Efficient processing of advanced structural queries in graph databases

by Xiang Zhao




Institution: University of New South Wales
Department: Computer Science & Engineering
Year: 2014
Record ID: 1051896
Full text PDF: http://handle.unsw.edu.au/1959.4/53213


Abstract

Recent decades witnessed a rapid proliferation of graph data, such as chemical structures and business processes. Structural queries are frequently issued in these domains, and hence, attract extensive attention. Due to data inconsistency and noise, a recent trend is to study similarity queries. Moreover, graphs may possess multiple attributes on vertices, imposing additional challenges.

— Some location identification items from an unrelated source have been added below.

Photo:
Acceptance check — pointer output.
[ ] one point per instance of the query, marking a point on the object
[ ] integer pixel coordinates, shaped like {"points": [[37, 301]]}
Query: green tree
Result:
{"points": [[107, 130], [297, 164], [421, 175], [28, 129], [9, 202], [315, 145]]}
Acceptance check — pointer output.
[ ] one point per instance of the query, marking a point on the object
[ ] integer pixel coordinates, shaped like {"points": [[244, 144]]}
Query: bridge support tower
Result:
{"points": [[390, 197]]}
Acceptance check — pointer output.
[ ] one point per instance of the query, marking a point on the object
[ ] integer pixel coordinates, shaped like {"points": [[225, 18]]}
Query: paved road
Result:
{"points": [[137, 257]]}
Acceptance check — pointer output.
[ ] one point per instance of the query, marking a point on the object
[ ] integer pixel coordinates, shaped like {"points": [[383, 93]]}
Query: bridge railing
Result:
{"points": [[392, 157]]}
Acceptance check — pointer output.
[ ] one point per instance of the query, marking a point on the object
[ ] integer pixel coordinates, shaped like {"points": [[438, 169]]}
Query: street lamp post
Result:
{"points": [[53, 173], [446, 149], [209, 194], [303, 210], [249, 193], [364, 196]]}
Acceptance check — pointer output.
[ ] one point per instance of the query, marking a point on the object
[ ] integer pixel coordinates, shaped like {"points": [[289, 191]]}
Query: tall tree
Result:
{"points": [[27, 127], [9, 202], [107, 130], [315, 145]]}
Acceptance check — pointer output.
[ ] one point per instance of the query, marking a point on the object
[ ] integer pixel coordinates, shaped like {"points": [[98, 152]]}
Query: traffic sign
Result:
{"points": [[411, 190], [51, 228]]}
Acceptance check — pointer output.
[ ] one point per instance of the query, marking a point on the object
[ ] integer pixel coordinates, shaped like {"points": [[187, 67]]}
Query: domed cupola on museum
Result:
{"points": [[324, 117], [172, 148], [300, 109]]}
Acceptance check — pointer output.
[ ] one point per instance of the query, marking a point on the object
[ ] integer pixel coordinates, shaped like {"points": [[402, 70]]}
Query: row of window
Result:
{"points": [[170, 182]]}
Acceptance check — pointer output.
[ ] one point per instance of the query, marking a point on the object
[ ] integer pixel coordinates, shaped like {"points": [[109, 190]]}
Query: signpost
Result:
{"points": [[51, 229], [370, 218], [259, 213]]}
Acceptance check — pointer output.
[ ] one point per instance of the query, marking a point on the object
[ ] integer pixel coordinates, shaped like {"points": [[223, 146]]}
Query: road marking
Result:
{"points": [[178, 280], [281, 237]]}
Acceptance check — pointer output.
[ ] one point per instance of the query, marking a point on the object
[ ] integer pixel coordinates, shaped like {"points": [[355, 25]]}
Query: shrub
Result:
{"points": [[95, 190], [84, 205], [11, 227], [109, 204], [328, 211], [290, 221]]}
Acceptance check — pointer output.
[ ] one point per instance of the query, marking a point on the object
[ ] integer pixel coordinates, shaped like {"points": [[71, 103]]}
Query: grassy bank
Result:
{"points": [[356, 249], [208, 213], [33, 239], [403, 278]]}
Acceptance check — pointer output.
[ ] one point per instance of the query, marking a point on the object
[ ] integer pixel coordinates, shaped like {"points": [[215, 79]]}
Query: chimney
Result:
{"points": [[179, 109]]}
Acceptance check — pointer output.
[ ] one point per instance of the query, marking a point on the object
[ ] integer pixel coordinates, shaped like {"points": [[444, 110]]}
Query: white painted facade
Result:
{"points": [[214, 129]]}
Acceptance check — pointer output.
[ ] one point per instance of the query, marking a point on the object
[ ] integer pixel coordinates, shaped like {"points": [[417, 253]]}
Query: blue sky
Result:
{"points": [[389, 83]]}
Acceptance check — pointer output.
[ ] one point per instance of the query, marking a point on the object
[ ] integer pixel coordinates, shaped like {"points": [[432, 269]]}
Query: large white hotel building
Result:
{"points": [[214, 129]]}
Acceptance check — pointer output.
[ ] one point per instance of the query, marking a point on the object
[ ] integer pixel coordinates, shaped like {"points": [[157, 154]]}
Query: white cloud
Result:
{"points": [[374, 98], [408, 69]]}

Hence, indexing and processing methods for answering advanced structural queries are strongly in demand. The thesis studies three types of emerging structural queries in large-scale graph databases, including graph similarity join, graph similarity search and graph substructure selection. Graph similarity join retrieves all similarity pairs from two graph collections such that their similarity satisfies a given threshold. Particularly, we incorporate graph edit distance as similarity measure. Inspired by the q-gram idea for string similarity queries, we introduce path-based q-grams on graphs, and establish a count filtering lower bound for generating candidates. An efficient algorithm is proposed to exploit both matching and mismatching features. We also present label and degree-based matching conditions to strengthen the filtering techniques. Leveraging offline index, we investigate efficient graph similarity search. Existing solutions employ fixed-size overlapping substructures, and thus, are susceptible to large vertex degrees and thresholds. Disparately, we present a partition-based approach by dividing graphs into variable-size non-overlapping partitions. The edit distance constraint is converted to a containment constraint for candidate generation. A dynamic pruning technique and an improved verification algorithm are also developed. In addition, a cost-aware graph partitioning technique is conceived to optimize the index. Equipping structural queries with rich semantics, substructure selection over multi-attributed graphs finds all subgraph isomorphic mappings such that each pair of matching vertices satisfy a set of selection conditions, each against an equality, range, or set containment operator on a vertex attribute. Existing techniques for single-labeled graphs are developed under the assumption of identical label matching, and thus, cannot handle the general cases. To this end, we propose a two-tier index via judiciously materializing feature mappings. We also devise a scalable indexing and query processing method exploiting execution plans with minimum cost.